Loser Fleming cheered by partner Hutchins' fight

 

Colin Fleming lost his first-round doubles match in the Australian Open with Jamie Murray today but said afterwards that the approach of his regular partner, Ross Hutchins, in fighting cancer was proving "really inspirational".

In the wake of a 7-5, 7-5 defeat by Michael Kohlmann and Jarkko Nieminen, Fleming said that he had been in contact every day with Hutchins, who was diagnosed with Hodgkin's lymphoma three weeks ago and has just begun a course of chemotherapy.

"It's really inspirational how well he's doing," Fleming said. "He started his treatment on the 10th. He said his treatment is fine, but he said he's feeling a little bit nauseous. I think he's tired and he's enjoying being at home to rest up.

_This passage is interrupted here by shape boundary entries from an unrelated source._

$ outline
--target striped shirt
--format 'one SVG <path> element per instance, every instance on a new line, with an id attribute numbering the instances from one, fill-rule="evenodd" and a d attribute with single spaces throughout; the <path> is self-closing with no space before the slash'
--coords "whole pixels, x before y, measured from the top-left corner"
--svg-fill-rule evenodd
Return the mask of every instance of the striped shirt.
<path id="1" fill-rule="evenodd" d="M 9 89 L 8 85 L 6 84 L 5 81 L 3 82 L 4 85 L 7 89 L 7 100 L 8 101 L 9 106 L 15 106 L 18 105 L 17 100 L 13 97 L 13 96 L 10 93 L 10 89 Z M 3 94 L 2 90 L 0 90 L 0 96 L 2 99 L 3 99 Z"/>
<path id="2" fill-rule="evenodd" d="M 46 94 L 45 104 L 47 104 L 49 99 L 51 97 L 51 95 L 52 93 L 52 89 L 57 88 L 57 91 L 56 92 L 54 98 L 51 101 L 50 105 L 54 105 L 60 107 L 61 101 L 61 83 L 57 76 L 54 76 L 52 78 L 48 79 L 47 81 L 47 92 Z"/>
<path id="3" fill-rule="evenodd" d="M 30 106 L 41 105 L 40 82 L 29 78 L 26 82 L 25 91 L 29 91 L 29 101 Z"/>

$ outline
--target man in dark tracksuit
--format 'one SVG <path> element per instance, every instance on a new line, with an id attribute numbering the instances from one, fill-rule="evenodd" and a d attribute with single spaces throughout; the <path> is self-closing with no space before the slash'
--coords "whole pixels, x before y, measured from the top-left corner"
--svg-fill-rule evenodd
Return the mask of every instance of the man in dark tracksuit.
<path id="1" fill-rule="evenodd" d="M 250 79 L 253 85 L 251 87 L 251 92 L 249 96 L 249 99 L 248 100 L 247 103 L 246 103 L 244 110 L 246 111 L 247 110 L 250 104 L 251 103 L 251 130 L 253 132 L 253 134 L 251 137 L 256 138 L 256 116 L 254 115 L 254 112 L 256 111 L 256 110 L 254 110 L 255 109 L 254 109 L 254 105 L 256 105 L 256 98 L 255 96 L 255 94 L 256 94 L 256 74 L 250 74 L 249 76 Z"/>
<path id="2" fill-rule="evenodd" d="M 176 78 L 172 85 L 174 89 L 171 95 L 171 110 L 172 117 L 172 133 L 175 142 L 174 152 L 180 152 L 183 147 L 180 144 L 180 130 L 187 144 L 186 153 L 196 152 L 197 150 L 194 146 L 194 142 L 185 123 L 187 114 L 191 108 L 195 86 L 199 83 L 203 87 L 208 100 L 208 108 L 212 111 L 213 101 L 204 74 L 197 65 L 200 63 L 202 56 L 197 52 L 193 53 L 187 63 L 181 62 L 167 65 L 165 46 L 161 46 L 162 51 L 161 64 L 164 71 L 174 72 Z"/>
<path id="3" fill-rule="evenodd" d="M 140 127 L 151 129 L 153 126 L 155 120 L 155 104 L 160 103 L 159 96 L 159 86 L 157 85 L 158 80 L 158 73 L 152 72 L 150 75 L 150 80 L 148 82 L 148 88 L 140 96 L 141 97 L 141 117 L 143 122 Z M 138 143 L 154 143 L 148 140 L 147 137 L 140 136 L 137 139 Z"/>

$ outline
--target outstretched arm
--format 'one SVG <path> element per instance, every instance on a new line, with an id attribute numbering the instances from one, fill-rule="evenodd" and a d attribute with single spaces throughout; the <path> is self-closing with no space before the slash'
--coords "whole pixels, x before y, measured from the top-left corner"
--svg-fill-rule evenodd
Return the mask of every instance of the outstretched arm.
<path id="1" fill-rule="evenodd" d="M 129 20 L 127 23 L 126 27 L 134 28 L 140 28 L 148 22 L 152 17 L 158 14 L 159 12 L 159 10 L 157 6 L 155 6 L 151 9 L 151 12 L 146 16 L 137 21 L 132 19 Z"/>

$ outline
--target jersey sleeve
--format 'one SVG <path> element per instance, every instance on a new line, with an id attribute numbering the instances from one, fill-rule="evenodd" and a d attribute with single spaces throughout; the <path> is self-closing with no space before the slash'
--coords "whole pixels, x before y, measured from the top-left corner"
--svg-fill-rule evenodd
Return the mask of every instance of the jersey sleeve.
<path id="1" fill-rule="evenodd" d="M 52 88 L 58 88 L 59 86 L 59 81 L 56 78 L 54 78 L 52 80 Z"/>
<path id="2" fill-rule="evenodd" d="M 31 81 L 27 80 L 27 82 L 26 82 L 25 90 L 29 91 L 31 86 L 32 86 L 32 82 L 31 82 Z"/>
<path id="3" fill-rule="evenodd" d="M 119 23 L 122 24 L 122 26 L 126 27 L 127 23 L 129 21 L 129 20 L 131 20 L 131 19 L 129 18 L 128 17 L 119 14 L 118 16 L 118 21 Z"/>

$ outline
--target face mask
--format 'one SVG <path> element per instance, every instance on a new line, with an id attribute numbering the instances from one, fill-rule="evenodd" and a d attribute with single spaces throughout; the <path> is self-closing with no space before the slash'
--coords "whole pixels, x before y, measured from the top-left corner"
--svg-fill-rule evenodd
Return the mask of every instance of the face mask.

"But it's amazing. He's been nothing but positive and strong and wishing everyone to do well. He's not begrudging of anyone who's still playing. He's wishing everyone well – and everyone wishes him well too."

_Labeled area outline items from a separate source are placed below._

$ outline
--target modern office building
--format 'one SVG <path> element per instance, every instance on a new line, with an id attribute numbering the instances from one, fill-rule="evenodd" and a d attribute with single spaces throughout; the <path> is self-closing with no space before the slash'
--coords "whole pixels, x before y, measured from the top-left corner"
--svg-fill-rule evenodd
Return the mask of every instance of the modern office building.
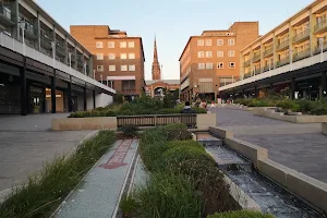
<path id="1" fill-rule="evenodd" d="M 116 93 L 93 80 L 92 53 L 31 0 L 0 1 L 0 113 L 106 106 Z"/>
<path id="2" fill-rule="evenodd" d="M 241 51 L 240 81 L 220 87 L 226 97 L 326 96 L 327 0 L 315 0 Z"/>
<path id="3" fill-rule="evenodd" d="M 235 22 L 227 31 L 191 36 L 179 59 L 181 99 L 216 99 L 218 88 L 240 74 L 240 50 L 258 38 L 258 22 Z"/>
<path id="4" fill-rule="evenodd" d="M 126 98 L 144 93 L 144 50 L 141 37 L 102 25 L 71 26 L 71 34 L 94 55 L 97 81 Z"/>
<path id="5" fill-rule="evenodd" d="M 146 81 L 145 92 L 147 96 L 162 98 L 166 92 L 174 92 L 180 88 L 179 80 L 162 80 L 161 69 L 158 60 L 157 40 L 154 46 L 154 61 L 152 81 Z"/>

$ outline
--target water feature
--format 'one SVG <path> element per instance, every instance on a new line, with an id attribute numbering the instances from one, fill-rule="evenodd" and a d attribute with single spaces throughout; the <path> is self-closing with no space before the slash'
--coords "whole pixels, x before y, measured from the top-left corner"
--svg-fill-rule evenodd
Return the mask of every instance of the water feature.
<path id="1" fill-rule="evenodd" d="M 225 174 L 259 205 L 263 213 L 272 214 L 277 218 L 324 217 L 302 201 L 252 170 L 252 162 L 234 150 L 217 143 L 216 140 L 211 141 L 209 146 L 208 143 L 204 143 L 210 137 L 213 136 L 202 134 L 198 142 L 215 158 Z"/>

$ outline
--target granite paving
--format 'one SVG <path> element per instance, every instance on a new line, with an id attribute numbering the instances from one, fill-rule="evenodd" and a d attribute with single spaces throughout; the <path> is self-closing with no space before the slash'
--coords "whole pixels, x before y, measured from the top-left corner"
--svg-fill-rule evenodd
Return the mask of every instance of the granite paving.
<path id="1" fill-rule="evenodd" d="M 219 126 L 234 137 L 268 149 L 269 158 L 327 182 L 327 136 L 319 123 L 298 124 L 253 116 L 250 111 L 215 108 Z"/>

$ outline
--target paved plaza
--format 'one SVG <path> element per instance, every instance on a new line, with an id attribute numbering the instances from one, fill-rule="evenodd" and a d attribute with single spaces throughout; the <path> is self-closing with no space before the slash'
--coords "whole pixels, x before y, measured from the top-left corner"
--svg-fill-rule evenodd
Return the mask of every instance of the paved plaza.
<path id="1" fill-rule="evenodd" d="M 50 131 L 52 118 L 68 114 L 0 117 L 0 199 L 12 186 L 43 168 L 56 155 L 69 153 L 92 131 Z"/>
<path id="2" fill-rule="evenodd" d="M 218 125 L 237 138 L 265 147 L 269 158 L 327 182 L 327 136 L 320 124 L 296 124 L 253 116 L 252 112 L 216 108 Z"/>

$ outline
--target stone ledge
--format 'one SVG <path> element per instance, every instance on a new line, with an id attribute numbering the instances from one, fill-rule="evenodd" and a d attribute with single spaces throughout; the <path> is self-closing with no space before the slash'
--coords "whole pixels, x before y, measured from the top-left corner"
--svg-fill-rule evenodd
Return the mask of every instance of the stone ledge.
<path id="1" fill-rule="evenodd" d="M 286 116 L 282 112 L 275 112 L 268 110 L 268 108 L 255 108 L 253 111 L 254 116 L 270 118 L 275 120 L 281 120 L 292 123 L 320 123 L 327 122 L 327 116 Z"/>
<path id="2" fill-rule="evenodd" d="M 258 170 L 291 193 L 327 213 L 327 184 L 269 159 L 258 159 Z"/>
<path id="3" fill-rule="evenodd" d="M 322 123 L 322 133 L 327 135 L 327 122 Z"/>

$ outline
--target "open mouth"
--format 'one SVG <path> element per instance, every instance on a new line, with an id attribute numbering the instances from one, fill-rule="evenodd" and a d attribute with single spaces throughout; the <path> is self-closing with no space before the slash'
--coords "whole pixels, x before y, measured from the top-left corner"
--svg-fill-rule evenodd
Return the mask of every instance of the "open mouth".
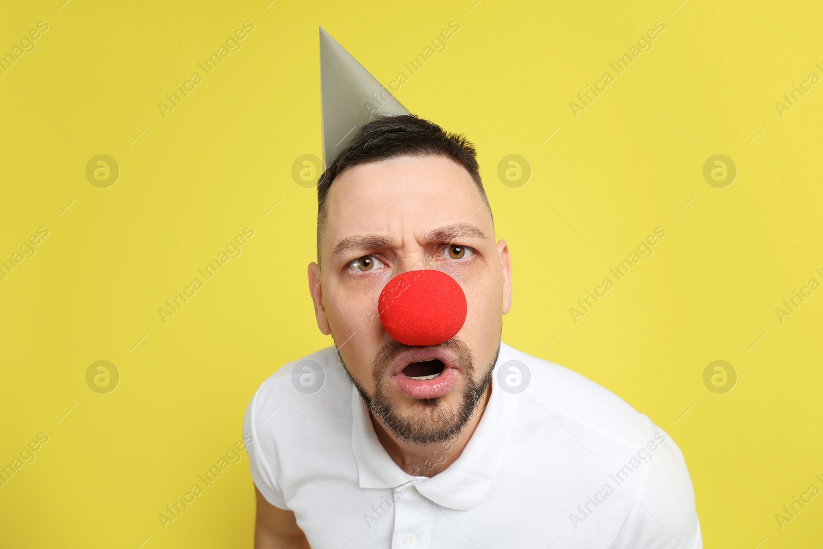
<path id="1" fill-rule="evenodd" d="M 394 361 L 392 383 L 411 398 L 436 398 L 449 393 L 460 375 L 458 361 L 435 346 L 416 347 Z"/>
<path id="2" fill-rule="evenodd" d="M 418 362 L 412 362 L 403 368 L 403 375 L 410 379 L 425 380 L 439 377 L 446 365 L 437 358 L 427 358 Z"/>

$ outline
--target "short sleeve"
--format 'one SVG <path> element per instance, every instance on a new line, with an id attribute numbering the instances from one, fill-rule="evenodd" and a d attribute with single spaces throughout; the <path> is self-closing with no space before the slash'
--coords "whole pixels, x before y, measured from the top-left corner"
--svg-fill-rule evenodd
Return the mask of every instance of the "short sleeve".
<path id="1" fill-rule="evenodd" d="M 262 391 L 263 388 L 252 397 L 243 420 L 244 438 L 246 440 L 251 440 L 246 443 L 246 454 L 249 456 L 254 486 L 260 491 L 267 501 L 275 507 L 287 510 L 288 506 L 283 499 L 283 492 L 277 484 L 276 475 L 272 473 L 272 469 L 277 470 L 274 439 L 270 435 L 267 437 L 265 433 L 262 433 L 264 438 L 261 438 L 261 432 L 258 428 L 258 418 L 259 414 L 265 412 L 264 408 L 266 407 L 265 402 L 258 402 L 261 399 Z"/>
<path id="2" fill-rule="evenodd" d="M 644 416 L 651 459 L 611 549 L 702 549 L 695 490 L 677 444 Z"/>

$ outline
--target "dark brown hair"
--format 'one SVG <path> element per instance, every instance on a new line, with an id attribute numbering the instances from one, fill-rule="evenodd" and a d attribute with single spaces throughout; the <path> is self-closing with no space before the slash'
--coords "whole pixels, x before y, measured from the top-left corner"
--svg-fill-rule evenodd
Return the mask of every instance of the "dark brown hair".
<path id="1" fill-rule="evenodd" d="M 327 198 L 335 178 L 346 168 L 396 156 L 445 156 L 469 173 L 489 207 L 480 178 L 474 145 L 465 136 L 450 133 L 415 114 L 381 116 L 365 124 L 320 176 L 317 185 L 317 259 L 320 262 L 320 233 L 328 212 Z"/>

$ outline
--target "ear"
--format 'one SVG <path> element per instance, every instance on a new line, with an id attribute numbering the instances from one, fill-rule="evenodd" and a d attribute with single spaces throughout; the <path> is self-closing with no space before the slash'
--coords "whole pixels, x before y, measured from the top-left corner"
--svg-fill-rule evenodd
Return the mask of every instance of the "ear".
<path id="1" fill-rule="evenodd" d="M 503 270 L 503 314 L 508 314 L 512 308 L 512 263 L 509 257 L 509 244 L 505 240 L 497 243 L 497 254 L 500 256 Z"/>
<path id="2" fill-rule="evenodd" d="M 317 327 L 323 335 L 329 335 L 332 330 L 328 328 L 328 319 L 326 318 L 326 308 L 323 305 L 323 285 L 320 283 L 320 266 L 314 261 L 309 263 L 309 292 L 314 304 L 314 318 L 317 319 Z"/>

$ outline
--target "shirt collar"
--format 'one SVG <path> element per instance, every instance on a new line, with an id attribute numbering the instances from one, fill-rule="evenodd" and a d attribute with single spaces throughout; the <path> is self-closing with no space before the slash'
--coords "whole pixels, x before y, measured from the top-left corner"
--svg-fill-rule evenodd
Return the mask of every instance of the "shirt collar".
<path id="1" fill-rule="evenodd" d="M 500 365 L 510 358 L 509 351 L 509 346 L 501 342 L 488 404 L 463 454 L 430 478 L 413 477 L 398 467 L 378 440 L 365 402 L 352 387 L 351 447 L 360 487 L 398 488 L 414 484 L 421 494 L 443 507 L 467 510 L 477 505 L 502 463 L 517 413 L 518 395 L 504 391 L 497 383 Z"/>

Fleming, the world No 27 in doubles, and Murray, the world No 75, used to be regular partners, but are now likely to go their separate ways. Because of Murray's low ranking they would not make it into the fields for Masters Series events, which is one of Fleming's aims this year.

Both players said they would be considering their options in terms of partners in the weeks ahead. Fleming is determined to resume his partnership with Hutchins, though that is unlikely to happen before the end of the year. Novak Djokovic, the defending singles champion and world No 1, gave a demonstration of the gap between the current top players and the next generation when he beat Ryan Harrison 6-1, 6-2, 6-3 in just 91 minutes. Harrison, a 20-year-old American, is regarded as one of the best young players in the game.

"Tennis has changed," Djokovic said. "It's much more demanding nowadays with the competition that is around the tour and many quality players. It's more difficult to make that breakthrough for a youngster. He [Harrison] needs patience and he needs to believe in himself and wait for a chance.

"Mentally he's probably going to go out on the court knowing he doesn't have anything to lose. He's going to try to smack serves and forehands. I went with that kind of mindset on the court, just trying to play as sharp as possible from the start, and I've done so."

Harrison conceded he felt powerless against a man with no perceptible frailty. He said: "I'm wanting to step up, but I am running side to side and I look like I'm on a string."